The Narutowicz family, which had its roots in Lithuanian nobility, received a coat of arms in 1413, changing its name from Noručiai to Narutowicz in the process. He was a self-declared Samogitian, Lithuanian and a Pole. His parents, Jan Narutowicz and Wiktoria née Szczepkowska were landowners and ran a manor. His father took part in the January Uprising of 1863, which was a revolt that took place in the former Polish-Lithuanian Commonwealth against Tsarist oppression. While studying at the Liepāja Gymnasium and later at the St. Petersburg University, he collected Lithuanian folklore and distributed Lithuanian language books whenever he returned home on his vacations. He graduated from the faculty of law at Kiev University. During his studies in Kiev, Narutowicz joined the Polish circle of students and became a member of the II Proletaryat, an underground socialist-revolutionary party and the predecessor of the Polish Socialist Party.
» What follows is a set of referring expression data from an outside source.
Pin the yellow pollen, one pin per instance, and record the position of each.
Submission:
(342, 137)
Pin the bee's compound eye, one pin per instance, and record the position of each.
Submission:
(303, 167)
However, his beliefs were much less radical than those of his colleagues, and with time his contacts with the far left weakened. Early in his life Narutowicz married Joanna née Billewicz, owner of the Brėvikai manor and a cousin of Józef Piłsudski. After 1907, the couple created and maintained a secondary school for girls in Telšiai. It was the first such school for girls in Russian-held Lithuania where teaching in Lithuanian and Polish was permitted. In the period preceding World War I Narutowicz published articles in various Polish-language newspapers. He also was the publisher of the first issues of the Tygodnik Powszechny weekly. The couple were also involved in several educational programs whose goal was increasing learning skills among the Lithuanian peasants, and their children who inhabited the area.
Politician
As a politician, Narutowicz was a mild socialist or a social-democrat. He was a supporter of independence of Lithuania rather than of restoring a Polish-Lithuanian Commonwealth, mostly from fear that the far more populous Poland would gain the upper hand in such a union. On the other hand, he supported a loose union between the states, which made him one of the leaders of the krajowcy movement, a group of Polish Lithuanians loyal to the legacy of the Grand Duchy of Lithuania and supporting reconciliation of divided loyalties of local Poles between Poland and Lithuania. In his vision, the Polish minority in Lithuania would gain a status similar to the Walloons in Belgium: with separate culture and language, but united with Lithuanians by what he called "state patriotism". At the same time he also supported close ties between the nations formerly constituting the Grand Duchy of Lithuania and took part in various Polish-Lithuanian-Belarusian enterprises. At the 1905 Great Seimas of Vilnius, he suggested that all estates be disbanded and the land distributed amongst poorer peasants. It was a quite unexpected proposal for most of the deputies. During the 1917 Vilnius Conference he stated his primary goal as "An independent Lithuania within ethnic Lithuanian lands". In September 1917 Narutowicz joined the Council of Lithuania, a Lithuanian governing body established by the Germans as part of their Mitteleuropa plan, yet largely independent and striving for establishment of Lithuania as an independent state. As a member of that body, Narutowicz became one of twenty signatories of the Act of Independence of Lithuania. However, following the conflicts within the Taryba he took a more anti-German stance than most of his colleagues. After the body asked the government of Germany for protection and help and vowed for a stable and strong alliance with the German Reich, Narutowicz protested. When, on 26 January 1918, 12 of the Taryba's members voted for compromise with Germany, Narutowicz and three of his social-democratic colleagues resigned their posts. Lithuania and Poland came into increasing intense conflicts in the years that followed. Narutowicz continued to actively support a rapprochement, but met with little success.